Lea posa le mani sui tasti, facendoli lacrimare.
È stanca, delusa, ma deve sostenere la voce eterea di Sara, la cantante. Questa ha i capelli rossi e una voce delicata, e ieri ha fatto l’amore con Luigi, il compagno di Lea.
Durante il concerto non può deludere il pubblico, ma appena scenderanno dal palco l’affronterà. A muso duro. Sara volteggia sulle armonie complesse degli standard jazz, come una gazza ladra, ladra di uomini. È bellissima con il trucco appena accennato e le luci che la trasfigurano in dea. I cocktail sui tavoli sono zuppi di note e saliva di amanti.
Luigi è un avvocato, odia la musica e ama le donne. Tutte. Troppe. Lea lo sa, e quasi si eccita nel trovare quegli odori sconosciuti sulla pelle di lui. Ma questa volta è diverso.

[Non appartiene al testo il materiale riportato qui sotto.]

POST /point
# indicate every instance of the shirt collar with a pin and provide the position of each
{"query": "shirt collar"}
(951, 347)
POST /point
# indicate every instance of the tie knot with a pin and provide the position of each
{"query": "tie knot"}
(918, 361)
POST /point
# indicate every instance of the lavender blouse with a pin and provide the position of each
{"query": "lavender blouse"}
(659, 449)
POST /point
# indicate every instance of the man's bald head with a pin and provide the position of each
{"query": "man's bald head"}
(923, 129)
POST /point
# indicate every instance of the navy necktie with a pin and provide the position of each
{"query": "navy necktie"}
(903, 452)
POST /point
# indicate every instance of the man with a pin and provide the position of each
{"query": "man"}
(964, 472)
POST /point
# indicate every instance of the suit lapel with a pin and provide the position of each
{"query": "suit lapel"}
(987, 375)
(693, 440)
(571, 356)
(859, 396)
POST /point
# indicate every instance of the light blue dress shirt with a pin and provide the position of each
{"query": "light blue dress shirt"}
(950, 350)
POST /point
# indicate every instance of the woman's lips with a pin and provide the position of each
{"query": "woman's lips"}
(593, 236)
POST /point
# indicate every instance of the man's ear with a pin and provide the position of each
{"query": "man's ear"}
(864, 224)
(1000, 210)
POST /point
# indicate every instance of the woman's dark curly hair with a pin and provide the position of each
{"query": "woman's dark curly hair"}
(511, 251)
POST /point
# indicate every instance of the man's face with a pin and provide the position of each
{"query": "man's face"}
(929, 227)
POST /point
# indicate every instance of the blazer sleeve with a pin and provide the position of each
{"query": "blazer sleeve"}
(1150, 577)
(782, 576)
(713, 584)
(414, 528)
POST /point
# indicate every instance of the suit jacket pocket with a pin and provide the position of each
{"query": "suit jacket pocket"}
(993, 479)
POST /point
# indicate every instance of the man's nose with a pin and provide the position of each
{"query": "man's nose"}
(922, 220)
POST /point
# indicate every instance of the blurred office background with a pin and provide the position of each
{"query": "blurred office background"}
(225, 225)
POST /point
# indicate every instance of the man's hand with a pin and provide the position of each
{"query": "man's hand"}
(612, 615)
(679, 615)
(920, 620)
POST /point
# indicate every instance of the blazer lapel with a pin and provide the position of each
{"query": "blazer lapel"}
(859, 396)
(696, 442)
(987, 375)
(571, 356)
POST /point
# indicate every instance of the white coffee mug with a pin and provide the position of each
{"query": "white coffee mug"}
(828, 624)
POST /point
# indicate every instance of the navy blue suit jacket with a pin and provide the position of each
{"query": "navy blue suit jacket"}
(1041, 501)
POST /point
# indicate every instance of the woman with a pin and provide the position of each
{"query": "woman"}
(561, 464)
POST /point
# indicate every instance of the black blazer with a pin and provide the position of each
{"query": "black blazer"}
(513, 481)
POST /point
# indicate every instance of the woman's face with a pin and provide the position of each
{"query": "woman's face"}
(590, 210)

Ora cominciano un brano piano e voce. La band tace, il pubblico tace. Uno sguardo d’intesa e i tasti bianchi e neri cominciano a intrecciarsi alle corde vocali di Sara, in un amplesso di emozioni. Lea dà il ritmo e Sara si lascia guidare, passiva. È una sfida, una danza, un tango a piedi scalzi. Graffiano gli occhi di chi ascolta rapito. Sara, con esperienza, allontana il microfono dalla bocca, si gira verso l’amica e sorridendo a denti stretti le dice: «suona più piano!» Lea risponde al sorriso ma pesta sui tasti con maggiore violenza, invitando Sara alla battaglia. Tra scontri di diaframma e acuti e accordi esasperati, arrivano alla fine del brano.
Nessuno applaude.
La violenza a cui hanno assistito li ha turbati. Solo un uomo al bancone con gli occhi rossi di alcool accenna a un “bravi” imbarazzato.

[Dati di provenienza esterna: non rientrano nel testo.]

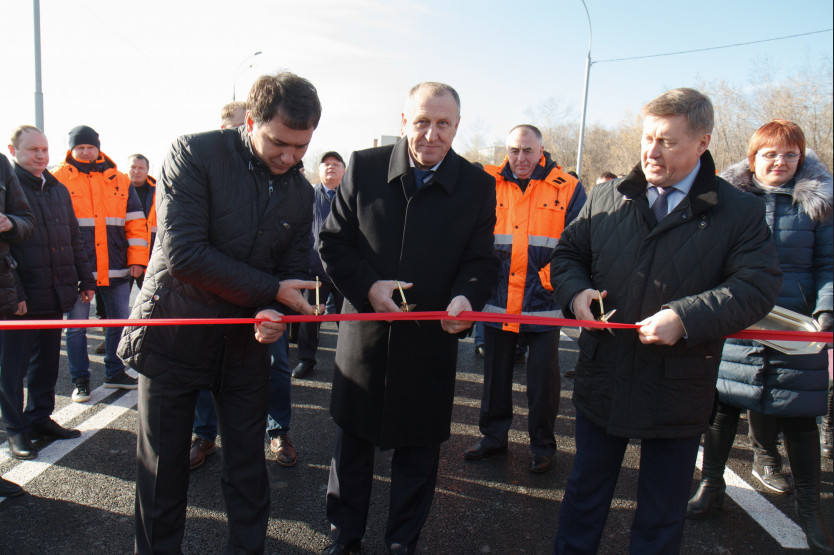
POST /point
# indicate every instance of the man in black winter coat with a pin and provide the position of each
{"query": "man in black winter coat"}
(686, 257)
(413, 215)
(233, 238)
(16, 224)
(51, 264)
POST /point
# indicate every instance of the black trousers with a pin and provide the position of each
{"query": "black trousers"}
(544, 384)
(413, 477)
(764, 431)
(32, 355)
(308, 332)
(666, 467)
(166, 413)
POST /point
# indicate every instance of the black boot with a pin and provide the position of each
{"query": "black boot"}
(804, 455)
(718, 441)
(826, 429)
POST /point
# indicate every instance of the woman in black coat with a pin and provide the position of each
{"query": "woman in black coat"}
(789, 390)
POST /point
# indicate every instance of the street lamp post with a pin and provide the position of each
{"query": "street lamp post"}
(585, 95)
(38, 85)
(239, 71)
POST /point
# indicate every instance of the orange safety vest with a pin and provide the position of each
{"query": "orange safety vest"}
(106, 217)
(527, 229)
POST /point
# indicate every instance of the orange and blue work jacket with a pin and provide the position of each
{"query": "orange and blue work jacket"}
(528, 226)
(109, 215)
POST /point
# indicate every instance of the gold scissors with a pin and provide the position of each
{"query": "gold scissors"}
(604, 316)
(404, 304)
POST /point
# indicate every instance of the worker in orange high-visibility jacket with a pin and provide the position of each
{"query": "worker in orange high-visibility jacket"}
(535, 201)
(113, 225)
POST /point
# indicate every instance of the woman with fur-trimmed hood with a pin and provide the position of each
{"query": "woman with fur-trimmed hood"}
(781, 391)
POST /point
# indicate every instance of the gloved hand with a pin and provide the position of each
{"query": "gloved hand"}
(825, 321)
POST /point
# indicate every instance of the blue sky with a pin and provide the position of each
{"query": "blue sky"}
(143, 73)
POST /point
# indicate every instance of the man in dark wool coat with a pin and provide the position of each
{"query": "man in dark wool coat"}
(418, 216)
(689, 259)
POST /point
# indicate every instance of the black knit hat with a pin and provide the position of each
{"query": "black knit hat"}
(332, 154)
(83, 135)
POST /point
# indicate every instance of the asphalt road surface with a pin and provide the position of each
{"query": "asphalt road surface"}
(80, 493)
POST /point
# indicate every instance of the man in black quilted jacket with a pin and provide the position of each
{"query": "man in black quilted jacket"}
(234, 228)
(687, 258)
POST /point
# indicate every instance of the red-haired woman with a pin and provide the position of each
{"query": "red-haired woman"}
(779, 390)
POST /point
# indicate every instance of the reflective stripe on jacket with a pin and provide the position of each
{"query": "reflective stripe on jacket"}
(109, 215)
(527, 229)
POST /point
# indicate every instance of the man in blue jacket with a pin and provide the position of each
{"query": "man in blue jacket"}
(331, 170)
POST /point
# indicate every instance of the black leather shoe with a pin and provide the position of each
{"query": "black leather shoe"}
(21, 447)
(342, 549)
(9, 489)
(478, 452)
(302, 370)
(49, 429)
(540, 464)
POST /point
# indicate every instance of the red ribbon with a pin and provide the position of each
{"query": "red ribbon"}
(772, 335)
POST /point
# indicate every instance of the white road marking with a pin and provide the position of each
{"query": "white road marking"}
(775, 522)
(27, 471)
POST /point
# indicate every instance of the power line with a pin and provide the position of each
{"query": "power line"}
(712, 47)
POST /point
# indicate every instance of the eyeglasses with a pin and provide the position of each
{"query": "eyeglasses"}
(789, 157)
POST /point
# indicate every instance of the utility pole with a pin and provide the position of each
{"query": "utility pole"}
(585, 95)
(38, 84)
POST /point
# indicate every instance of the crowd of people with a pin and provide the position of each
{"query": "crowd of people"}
(233, 229)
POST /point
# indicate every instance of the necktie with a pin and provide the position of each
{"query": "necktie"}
(660, 206)
(422, 177)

Sara scende dal palco e la band parte con un blues in punta di piedi. L’atmosfera si scalda di nuovo e tutto si fa mite.
Lea la segue in bagno.
Sono ferme davanti allo specchio. Il rimmel cola dagli occhi di Sara. La sua amica l’abbraccia da dietro, si lecca un dito e con la saliva le pulisce il nero dalle guance.
Sara si gira. Ora sono faccia a faccia.
Lea la afferra per la gola, vorrebbe spingere sulle corde vocali come ha fatto per tutta la sera sui tasti del pianoforte. Sara piega le ginocchia. Sente il freddo delle piastrelle esagonali. Bianche e nere.
«Non lo sapevo.»
«Non parlare.»
«Non l’avrei mai fatto se…»
«Non sono gelosa, non di lui.»
Sara guarda la pianista, interdetta. Le duole il collo, ma la pressione adesso si è fatta più leggera, quasi una carezza. Si abbandona a quella sensazione e cerca di penetrare negli occhi dell’amica.
Lea si avvicina. Sono a un soffio di distanza.
Quando le loro lingue si incontrano riprendono a farsi battaglia, come poco prima sul palco, ma questa volta non ci sarà una resa. E neanche un ubriaco ad applaudire.